Pour le haut-vannetais, Delanoy (2010) a le pluriel mein, main pl. 'pierres', le singulier dérivé étant un tamm mein 'une pierre'. En Haut vannetais toujours à Plouhinec, Le Bozec (2018) a /ər ‘me:n/ er mên au singulier.


En cornouaillais, J. Jade (05/2014) à Mahalon, a le singulier maen et son pluriel interne mein. A Plozevet, le mot masculin singulier mein 'pierre' reçoit une lénition au pluriel.

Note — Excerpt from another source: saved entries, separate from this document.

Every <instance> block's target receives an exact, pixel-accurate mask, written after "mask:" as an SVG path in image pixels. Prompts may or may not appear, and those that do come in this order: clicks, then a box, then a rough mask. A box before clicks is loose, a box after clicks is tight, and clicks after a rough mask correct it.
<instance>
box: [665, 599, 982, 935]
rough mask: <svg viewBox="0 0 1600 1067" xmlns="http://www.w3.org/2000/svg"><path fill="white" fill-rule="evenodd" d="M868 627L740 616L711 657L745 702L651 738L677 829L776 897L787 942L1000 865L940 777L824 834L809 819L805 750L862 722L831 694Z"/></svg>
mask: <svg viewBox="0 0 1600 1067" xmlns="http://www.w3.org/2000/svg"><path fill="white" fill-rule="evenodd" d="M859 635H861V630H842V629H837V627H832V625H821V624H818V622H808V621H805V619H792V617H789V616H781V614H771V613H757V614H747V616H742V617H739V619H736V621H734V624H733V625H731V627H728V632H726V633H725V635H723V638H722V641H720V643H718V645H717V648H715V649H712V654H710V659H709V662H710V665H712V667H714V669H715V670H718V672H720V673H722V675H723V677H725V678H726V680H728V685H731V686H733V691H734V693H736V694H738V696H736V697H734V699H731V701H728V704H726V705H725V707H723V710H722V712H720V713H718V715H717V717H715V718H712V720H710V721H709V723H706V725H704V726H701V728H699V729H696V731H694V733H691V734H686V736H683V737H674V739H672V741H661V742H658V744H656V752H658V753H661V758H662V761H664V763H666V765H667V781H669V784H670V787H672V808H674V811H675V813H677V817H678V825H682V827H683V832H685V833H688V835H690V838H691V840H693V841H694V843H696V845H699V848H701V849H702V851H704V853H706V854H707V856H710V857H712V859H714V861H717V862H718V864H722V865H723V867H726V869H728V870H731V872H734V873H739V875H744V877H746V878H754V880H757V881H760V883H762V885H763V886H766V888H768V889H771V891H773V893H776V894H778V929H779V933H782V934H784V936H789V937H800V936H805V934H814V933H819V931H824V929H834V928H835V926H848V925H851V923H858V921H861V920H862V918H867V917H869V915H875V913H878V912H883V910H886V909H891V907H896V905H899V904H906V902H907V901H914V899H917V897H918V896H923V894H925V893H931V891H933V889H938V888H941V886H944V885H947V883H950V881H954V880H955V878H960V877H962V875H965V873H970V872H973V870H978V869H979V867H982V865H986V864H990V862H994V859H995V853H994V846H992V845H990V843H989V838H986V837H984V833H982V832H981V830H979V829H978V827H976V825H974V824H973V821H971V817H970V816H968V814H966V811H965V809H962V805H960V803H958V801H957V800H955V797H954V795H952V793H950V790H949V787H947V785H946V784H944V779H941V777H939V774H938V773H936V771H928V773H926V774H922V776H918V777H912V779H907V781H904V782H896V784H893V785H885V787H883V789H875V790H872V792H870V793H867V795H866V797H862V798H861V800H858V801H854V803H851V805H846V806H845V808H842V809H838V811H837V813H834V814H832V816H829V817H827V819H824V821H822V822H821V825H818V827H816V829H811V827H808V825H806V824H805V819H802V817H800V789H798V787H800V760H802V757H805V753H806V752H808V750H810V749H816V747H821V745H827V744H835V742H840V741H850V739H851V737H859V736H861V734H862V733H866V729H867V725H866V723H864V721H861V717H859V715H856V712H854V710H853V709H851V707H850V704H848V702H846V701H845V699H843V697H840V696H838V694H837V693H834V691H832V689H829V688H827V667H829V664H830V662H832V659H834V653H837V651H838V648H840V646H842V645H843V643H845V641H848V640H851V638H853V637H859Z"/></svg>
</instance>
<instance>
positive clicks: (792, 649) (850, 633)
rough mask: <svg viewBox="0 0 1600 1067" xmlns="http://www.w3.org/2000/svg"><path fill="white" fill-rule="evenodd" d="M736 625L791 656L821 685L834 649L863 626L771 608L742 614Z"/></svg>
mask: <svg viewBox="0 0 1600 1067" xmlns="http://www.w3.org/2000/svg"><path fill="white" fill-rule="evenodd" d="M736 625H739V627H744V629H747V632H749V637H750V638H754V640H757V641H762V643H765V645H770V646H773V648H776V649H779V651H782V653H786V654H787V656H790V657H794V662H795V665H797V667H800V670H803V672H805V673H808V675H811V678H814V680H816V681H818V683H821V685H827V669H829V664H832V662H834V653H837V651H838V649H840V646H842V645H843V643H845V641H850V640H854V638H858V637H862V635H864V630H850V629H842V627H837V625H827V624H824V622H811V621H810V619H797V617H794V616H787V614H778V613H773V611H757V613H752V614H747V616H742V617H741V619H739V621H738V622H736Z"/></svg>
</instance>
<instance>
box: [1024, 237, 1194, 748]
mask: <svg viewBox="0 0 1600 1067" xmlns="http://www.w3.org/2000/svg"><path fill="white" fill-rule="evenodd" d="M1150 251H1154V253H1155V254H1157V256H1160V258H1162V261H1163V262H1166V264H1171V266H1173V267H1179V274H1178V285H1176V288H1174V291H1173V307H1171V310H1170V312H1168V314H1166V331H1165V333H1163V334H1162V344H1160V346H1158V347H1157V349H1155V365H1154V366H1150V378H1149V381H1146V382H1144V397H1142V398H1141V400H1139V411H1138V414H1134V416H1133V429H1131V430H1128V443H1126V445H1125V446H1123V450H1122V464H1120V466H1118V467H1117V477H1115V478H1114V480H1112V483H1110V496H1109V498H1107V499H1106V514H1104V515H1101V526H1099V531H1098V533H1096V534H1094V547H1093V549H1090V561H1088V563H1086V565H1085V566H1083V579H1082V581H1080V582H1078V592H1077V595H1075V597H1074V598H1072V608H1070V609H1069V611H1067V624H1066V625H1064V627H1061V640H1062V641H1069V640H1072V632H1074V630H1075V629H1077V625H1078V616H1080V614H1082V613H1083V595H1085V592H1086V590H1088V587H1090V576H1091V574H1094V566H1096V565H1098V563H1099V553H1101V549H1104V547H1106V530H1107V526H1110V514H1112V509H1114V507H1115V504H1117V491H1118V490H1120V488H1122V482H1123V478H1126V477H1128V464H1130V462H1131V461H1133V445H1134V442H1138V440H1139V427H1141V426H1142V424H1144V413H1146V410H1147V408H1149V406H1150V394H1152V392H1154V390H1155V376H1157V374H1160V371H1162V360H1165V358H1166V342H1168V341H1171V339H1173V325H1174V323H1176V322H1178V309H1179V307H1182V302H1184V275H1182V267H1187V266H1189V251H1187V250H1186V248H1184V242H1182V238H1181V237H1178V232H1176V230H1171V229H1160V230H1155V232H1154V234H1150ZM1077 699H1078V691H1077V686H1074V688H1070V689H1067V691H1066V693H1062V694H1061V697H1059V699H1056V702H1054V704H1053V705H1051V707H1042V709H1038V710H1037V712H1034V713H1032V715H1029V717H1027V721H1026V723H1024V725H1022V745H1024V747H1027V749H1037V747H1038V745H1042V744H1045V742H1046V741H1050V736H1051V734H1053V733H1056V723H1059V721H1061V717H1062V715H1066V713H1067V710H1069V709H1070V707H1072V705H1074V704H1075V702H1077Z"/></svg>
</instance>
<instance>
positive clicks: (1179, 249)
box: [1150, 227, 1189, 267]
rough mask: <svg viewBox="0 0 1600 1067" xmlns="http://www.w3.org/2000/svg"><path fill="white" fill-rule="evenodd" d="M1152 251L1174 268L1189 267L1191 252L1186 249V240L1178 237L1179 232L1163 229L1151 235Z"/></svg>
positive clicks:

(2) [ar mɛjn],[ar vɛjn] 'la pierre, les pierres', Plozévet, Goyat (2012:134)


En Léon, M. Lincoln (05/2014) a l'opposition entre le singulier maen et son pluriel interne mein, mais celle-ci est instable, probablement entre deux variétés.


genre

Le nom maen, ar maen est masculin.


(3) /ma rə lə’kəl ər ‘me:n ɛl masɑ̃ tro’vət/
Ema red leuskel ar mên evel ma 'c'h eus-hañ « troved ».
est obligé laisser le pierre comme que 2SG a-lui trouvé
'Il faut laisser la pierre comme tu l'as trouvée.'
Haut-vannetais (Plouhinec), Le Bozec (2018)


dérivation

On trouve la variation dialectale du nom maen en mot composé dans la carte 453 de l'ALBB qui documente la traduction du nom carrière, maengleuz.

L'adjectif 'caillouteux' est meinek.


Cornouaille (Plogonnec), Kergoat (1976:54)
(4) Al lann a veze er gwaremmeier ar meinekañ parkeier a oa.
le lande R1 était dans.le garenne.s le caillou.teux.le.plus champ.s R1 était
'Les landes de garennes étaient les plus caillouteuses.'


mots composés

Les composés eoul-maen ou eoul-douar dénotent le 'pétrole'.

Diachronie

Mein est apparenté au français mine, minerai. Selon Kalygin (2006:66), la forme gauloise reconstruite à partir des langues romanes est * meina, qui correspond au vieil irlandais méin 'minerai, métal brut' et au gallois mwyn.


Bibliographie

  • Kalygin, Viktor. 2006. 'The Celts and the Slavs: On K. H. Schmidt’s Hypothesis on the Eastern Origins of the Celts', Séamus Mac Mathúna & Maxim Fomin (éds.), Parallels between Celtic and Slavic, Studia Celto-Slavica 1, 63-70.